American record producer, music executive

Stephen Henry Sholes (February 12, 1911 - April 22, 1968) was an American recording executive with RCA Victor.

==Career==
Sholes was born in Washington, D.C., and moved with his family to Merchantville, New Jersey, at the age of nine, near where his father worked in the Victor Talking Machine Company plant in Camden. Sholes started work at Victor as a messenger boy in 1929 and worked part-time for the firm while a student at Rutgers University.

For a time, Sholes worked in RCA Victor's radio division in Camden but his experience playing saxophone and clarinet in dance bands led him to the record division. During World War II, he worked in the Army's V-disc operation, which made records for radio broadcast and for personal use by army personnel.

In 1945, Sholes became head of the RCA Victor country division in Nashville, Tennessee and was responsible for bringing such talent as Chet Atkins, Eddy Arnold, The Browns, Hank Locklin, Homer and Jethro, Hank Snow, Jim Reeves, and Pee Wee King to the label. In 1955, he signed Elvis Presley to RCA Victor. After becoming a pop producer in 1957, Sholes appointed Chet Atkins to succeed him as head of RCA Victor's Nashville division.
In 1957, Sholes convinced RCA Victor to build its own recording studio in Nashville on Seventeenth Avenue South; this would become known as RCA Victor Studio B. The same year, he became the company's pop singles manager, then pop singles and albums manager in 1958, and West Coast manager in 1961, the latter promotion taking him to Los Angeles, California. In 1963, Sholes became RCA Victor vice president for pop A&R and returned to New York.

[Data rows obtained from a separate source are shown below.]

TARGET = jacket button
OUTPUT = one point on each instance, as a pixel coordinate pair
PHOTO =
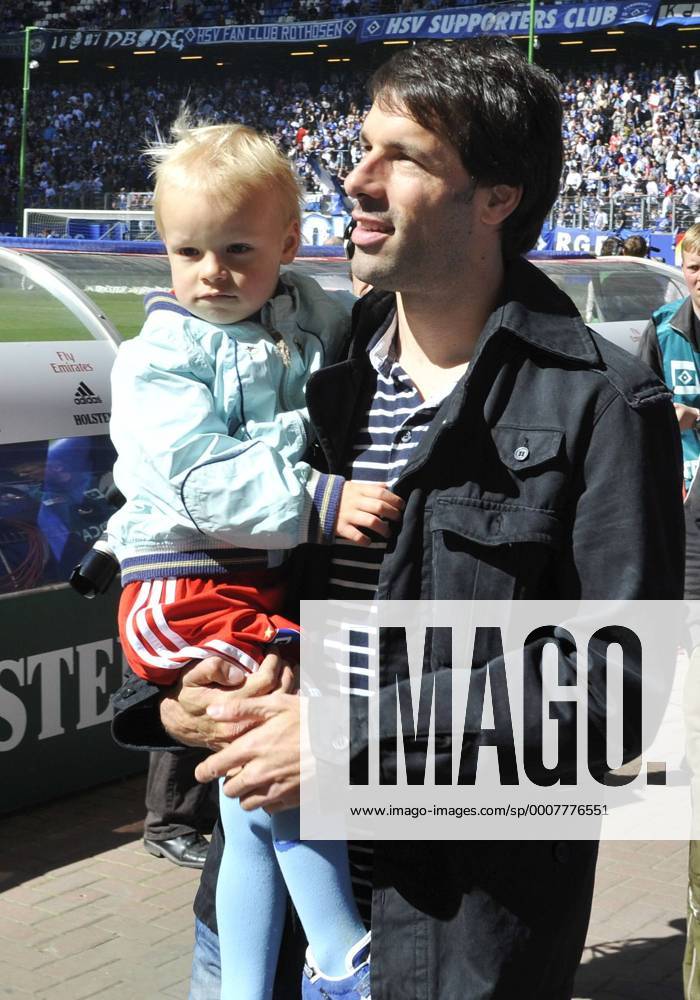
(561, 852)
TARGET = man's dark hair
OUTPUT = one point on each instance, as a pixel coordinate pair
(635, 246)
(502, 115)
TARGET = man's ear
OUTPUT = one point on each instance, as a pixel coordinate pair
(291, 243)
(501, 201)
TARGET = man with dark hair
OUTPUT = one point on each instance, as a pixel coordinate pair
(635, 246)
(536, 461)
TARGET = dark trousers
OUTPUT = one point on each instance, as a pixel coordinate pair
(177, 804)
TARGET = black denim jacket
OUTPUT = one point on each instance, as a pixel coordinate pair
(553, 470)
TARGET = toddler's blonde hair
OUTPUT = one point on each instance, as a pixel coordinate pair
(227, 162)
(691, 241)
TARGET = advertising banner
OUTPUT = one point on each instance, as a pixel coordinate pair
(566, 240)
(465, 22)
(678, 13)
(187, 39)
(459, 22)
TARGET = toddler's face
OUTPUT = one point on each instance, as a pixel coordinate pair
(225, 262)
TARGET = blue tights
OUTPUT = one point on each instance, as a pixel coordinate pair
(263, 859)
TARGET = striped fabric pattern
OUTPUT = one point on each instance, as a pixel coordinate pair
(395, 423)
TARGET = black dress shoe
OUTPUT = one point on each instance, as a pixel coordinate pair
(188, 850)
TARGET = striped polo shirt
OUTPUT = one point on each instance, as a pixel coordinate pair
(396, 421)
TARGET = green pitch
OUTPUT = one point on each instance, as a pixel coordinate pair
(125, 311)
(35, 315)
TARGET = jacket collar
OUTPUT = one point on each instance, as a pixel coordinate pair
(683, 322)
(532, 307)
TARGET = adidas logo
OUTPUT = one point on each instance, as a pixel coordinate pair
(84, 394)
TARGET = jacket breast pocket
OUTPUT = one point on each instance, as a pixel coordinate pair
(484, 550)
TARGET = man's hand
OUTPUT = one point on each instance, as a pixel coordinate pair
(367, 507)
(263, 764)
(214, 681)
(687, 415)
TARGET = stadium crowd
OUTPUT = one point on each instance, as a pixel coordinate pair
(177, 13)
(632, 138)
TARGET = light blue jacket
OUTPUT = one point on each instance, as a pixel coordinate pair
(210, 426)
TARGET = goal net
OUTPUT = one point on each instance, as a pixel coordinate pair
(83, 224)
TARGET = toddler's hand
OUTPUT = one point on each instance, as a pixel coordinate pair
(367, 507)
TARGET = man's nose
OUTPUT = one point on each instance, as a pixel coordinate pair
(364, 178)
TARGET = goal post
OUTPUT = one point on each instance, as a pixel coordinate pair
(90, 224)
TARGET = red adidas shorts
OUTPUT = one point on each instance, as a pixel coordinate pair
(166, 624)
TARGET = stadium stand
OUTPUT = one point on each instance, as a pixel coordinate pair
(174, 13)
(632, 137)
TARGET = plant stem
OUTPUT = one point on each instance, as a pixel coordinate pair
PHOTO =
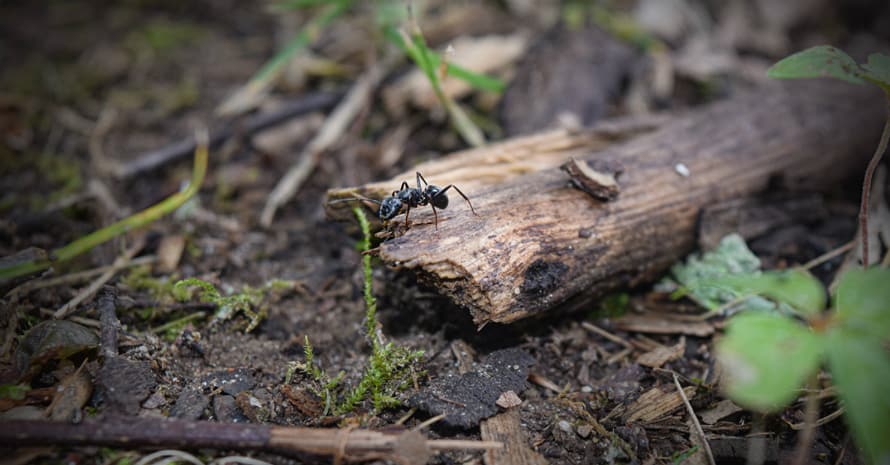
(134, 221)
(866, 183)
(811, 414)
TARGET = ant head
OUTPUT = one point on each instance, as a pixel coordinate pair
(438, 198)
(389, 208)
(408, 196)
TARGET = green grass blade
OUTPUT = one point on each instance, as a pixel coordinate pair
(245, 97)
(107, 233)
(797, 288)
(477, 80)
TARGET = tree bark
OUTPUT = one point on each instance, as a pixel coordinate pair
(538, 243)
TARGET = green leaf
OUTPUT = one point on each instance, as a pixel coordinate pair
(767, 357)
(878, 70)
(797, 288)
(821, 61)
(862, 301)
(860, 368)
(731, 256)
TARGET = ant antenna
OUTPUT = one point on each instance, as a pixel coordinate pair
(353, 199)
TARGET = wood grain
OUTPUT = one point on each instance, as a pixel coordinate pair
(539, 243)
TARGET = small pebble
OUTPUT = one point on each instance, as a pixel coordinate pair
(682, 170)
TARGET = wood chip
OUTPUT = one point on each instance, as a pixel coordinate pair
(659, 356)
(170, 252)
(723, 409)
(660, 323)
(655, 404)
(598, 180)
(506, 428)
(508, 399)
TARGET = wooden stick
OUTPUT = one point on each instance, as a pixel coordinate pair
(539, 243)
(402, 446)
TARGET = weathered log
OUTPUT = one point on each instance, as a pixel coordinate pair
(538, 243)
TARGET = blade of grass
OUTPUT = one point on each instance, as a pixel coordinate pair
(248, 95)
(416, 48)
(477, 80)
(135, 221)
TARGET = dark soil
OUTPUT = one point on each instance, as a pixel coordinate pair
(129, 77)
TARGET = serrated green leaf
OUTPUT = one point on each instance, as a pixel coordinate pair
(878, 70)
(860, 368)
(797, 288)
(820, 61)
(767, 357)
(862, 302)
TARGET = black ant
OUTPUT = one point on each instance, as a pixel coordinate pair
(408, 197)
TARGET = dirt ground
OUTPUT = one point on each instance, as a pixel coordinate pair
(89, 87)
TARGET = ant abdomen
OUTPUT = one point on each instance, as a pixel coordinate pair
(436, 198)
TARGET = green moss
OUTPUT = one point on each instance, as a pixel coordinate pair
(162, 36)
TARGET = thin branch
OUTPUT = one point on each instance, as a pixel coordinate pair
(698, 429)
(327, 136)
(811, 414)
(88, 292)
(866, 183)
(133, 432)
(110, 324)
(154, 159)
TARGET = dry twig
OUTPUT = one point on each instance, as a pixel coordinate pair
(329, 134)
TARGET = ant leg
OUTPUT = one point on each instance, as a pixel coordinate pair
(419, 177)
(442, 192)
(407, 212)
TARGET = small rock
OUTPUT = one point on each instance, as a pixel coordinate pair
(154, 401)
(190, 404)
(226, 411)
(232, 381)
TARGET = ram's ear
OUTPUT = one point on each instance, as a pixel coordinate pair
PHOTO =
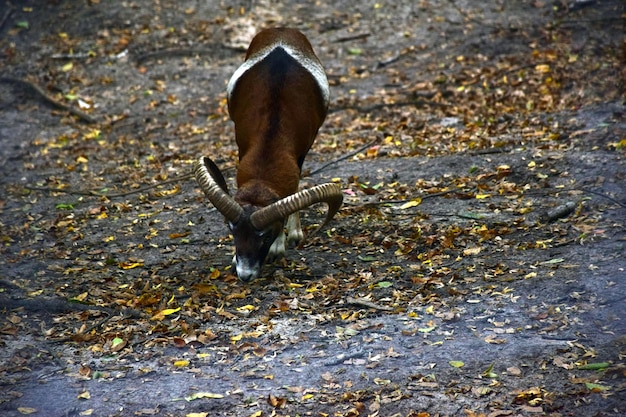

Sholes served on the Country Music Association (CMA) and Country Music Foundation (CMF) boards of directors. Sholes was inducted into the Country Music Hall of Fame, which he had worked to create, in 1967.

In 1968, Sholes suffered a heart attack and died at age 57 while driving to Vanderbilt University where his longtime friends, Homer and Jethro were recording a live album for RCA Victor.

Sholes was portrayed by actor Bart Hansard in the CBS mini-series Elvis (2005).